Q3 Earnings and the Nifty:
Earnings releases are expected to begin later this week and early next week. Several analysts have an opinion that the expectations from the Q3 earnings are already priced into the Nifty.
Advance tax numbers have been released. Commercial vehicle sales data has been released. November trade data shows merchandise exports declining at a decreasing rate and non-oil imports increasing at a decreasing rate. Given the information already available there are several expectations related to Q3 earnings.
The auto sector, auto ancillaries, real estate, metals, etc are expected to show very bad results for Q3. The IT services sector will show severe topline weakness, combined with higher margins from layoffs of workers on bench and a stronger dollar; it’s possible that dollar hedges resulted in Treasury losses for them.

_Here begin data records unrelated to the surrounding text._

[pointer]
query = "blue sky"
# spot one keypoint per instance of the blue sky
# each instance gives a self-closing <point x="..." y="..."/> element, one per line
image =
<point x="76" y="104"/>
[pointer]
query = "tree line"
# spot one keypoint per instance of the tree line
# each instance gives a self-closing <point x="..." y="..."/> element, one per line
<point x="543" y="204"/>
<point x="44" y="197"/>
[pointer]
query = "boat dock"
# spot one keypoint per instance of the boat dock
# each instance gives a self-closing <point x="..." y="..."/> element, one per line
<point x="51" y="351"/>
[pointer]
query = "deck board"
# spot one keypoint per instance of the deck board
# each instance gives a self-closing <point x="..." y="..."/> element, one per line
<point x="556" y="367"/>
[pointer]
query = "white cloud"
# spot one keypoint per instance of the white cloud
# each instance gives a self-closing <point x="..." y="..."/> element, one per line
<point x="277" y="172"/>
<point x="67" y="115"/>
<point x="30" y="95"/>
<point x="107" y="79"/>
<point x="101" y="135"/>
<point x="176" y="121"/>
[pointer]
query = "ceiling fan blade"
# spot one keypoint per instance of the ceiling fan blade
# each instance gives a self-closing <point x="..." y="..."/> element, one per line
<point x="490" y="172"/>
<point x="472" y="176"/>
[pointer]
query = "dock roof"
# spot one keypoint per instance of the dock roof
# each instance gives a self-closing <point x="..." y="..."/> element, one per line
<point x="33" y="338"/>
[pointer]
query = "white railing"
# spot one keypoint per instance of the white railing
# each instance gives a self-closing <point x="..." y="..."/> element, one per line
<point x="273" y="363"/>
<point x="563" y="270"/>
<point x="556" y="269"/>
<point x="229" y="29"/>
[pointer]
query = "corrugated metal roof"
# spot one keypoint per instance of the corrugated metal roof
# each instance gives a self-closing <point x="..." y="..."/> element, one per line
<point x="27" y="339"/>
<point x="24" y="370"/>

My opinion is that the earnings are not fully priced into the Nifty. Once the results are actually out, there will be a bearish impact on Nifty levels. Consider the example of how bullish news flow impacts the market. Before the Friday evening announcement of a second government stimulus package there were already expectations around it. The RBI’s 100 basis point cut in reverse repo rate to 4%, and 50 basis point cut in the Cash Reserve Ratio did act as a positive surprise for the market. At the same time, the real estate, infrastructure, exports, sectors were disappointed with the stimulus package and more was expected on those fronts. So the actual news was different from what was expected both ways. The market rallied yesterday with higher volumes on news of the stimulus package. My view is that the simpler story applies. Though the market was expecting bullish news, when that news was actually out; it rallied.
Today the market is adjusting to Q3 earnings expectations. Once the data is actually out, there will be a Nifty fall.
Given the technical analysis of the Nifty, that fall might take us below 2500 to the next trough, possibly to around 2200 levels.